Now, believe it or not, there is a lady in America who has made a fortune over the Internet using dried out cow pats!  Yes, absolutely true!  She wanted a product to sell and looked around her rural community for something freely available.   End result?  Cow pats dried out, varnished and with a clock face inserted in the middle.  She’s sold thousands but don’t think I’m tempted.

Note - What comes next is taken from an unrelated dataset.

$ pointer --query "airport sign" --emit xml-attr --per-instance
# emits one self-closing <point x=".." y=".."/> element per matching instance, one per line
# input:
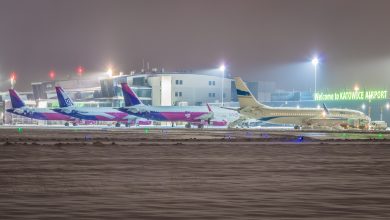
<point x="351" y="95"/>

Obviously the field is off limits for now.  I’m disappointed also because I always do my thinking during this morning session in the field.  There’s a huge tree I always rest by.  Under the protective branches (shelter from both sun and rain), I let my thoughts cascade.  Not today!  Why, Ladies, can you not delay your arrival for half an hour?   The field is covered in black and white creatures, mostly sitting chewing!  I understand your urge to graze but can’t you do the chewing and methane production somewhere else, please? 

I felt myself softening as I looked into the beautiful, long-lashed eyes of the inquisitive few who greet us.  One in particular caught my eye.  She looked as though she had been in the beauty parlour rather than the milking parlour!  She glanced at me from under a row of perfectly coiffured black curls which looked splendid against the white of her forehead.  Her indecently long eye lashes were also shown in stark relief against her white face.  Cow!!

Such gentleness in such large beasts.  I like that.  Some years ago (OK, many moons!) I worked with a wonderfully inspirational man, Peter Jewell, a Professor at Cambridge University.  My admiration for that man knows no bounds; it seemed his students learnt simply by breathing the same air.  "What is she rambling about now ?", you may justifiably be thinking.  Well, you may not know what I am about to share . . .

I worked with one of the Professor’s PhD students who was prepring a thesis on the hierarchy of the herd.  Boring?  Not at all.  For instance, did you know that a herd always grazes in the same direction so as to avoid head on conflict?  Have a look next time you pass a field of grazing cattle.  Also, there is a distinct hierarchy, even among our docile domestic herds.  Each cow has her own personality and place within the herd.  Yes, of course, it makes sense when we think about it but the detailed relationships described by the student who had studies the same animals for a year was truly fascinating!

Back to my problem.  Back to the car!  Mutleys confused and I needed a Latte.  No Starbucks here!  Wanted to head home.  Didn’t want to return to scene of last week’s incident.  Oh well, the rugby field it had to be.  Trouble there was that the walkers (I use the term loosely) are all very elderly and their dogs are, well, let’s just say they’ve been lifetime companions.  Sue’ll was happy retrieving her ball but as for the other delinquent . . . they don’t understand he only wanted to play tag!  In dog years, Alf’s 14!  Heck, he’s a teenager!  Fancy having a dog and a son both fourteen at the same time!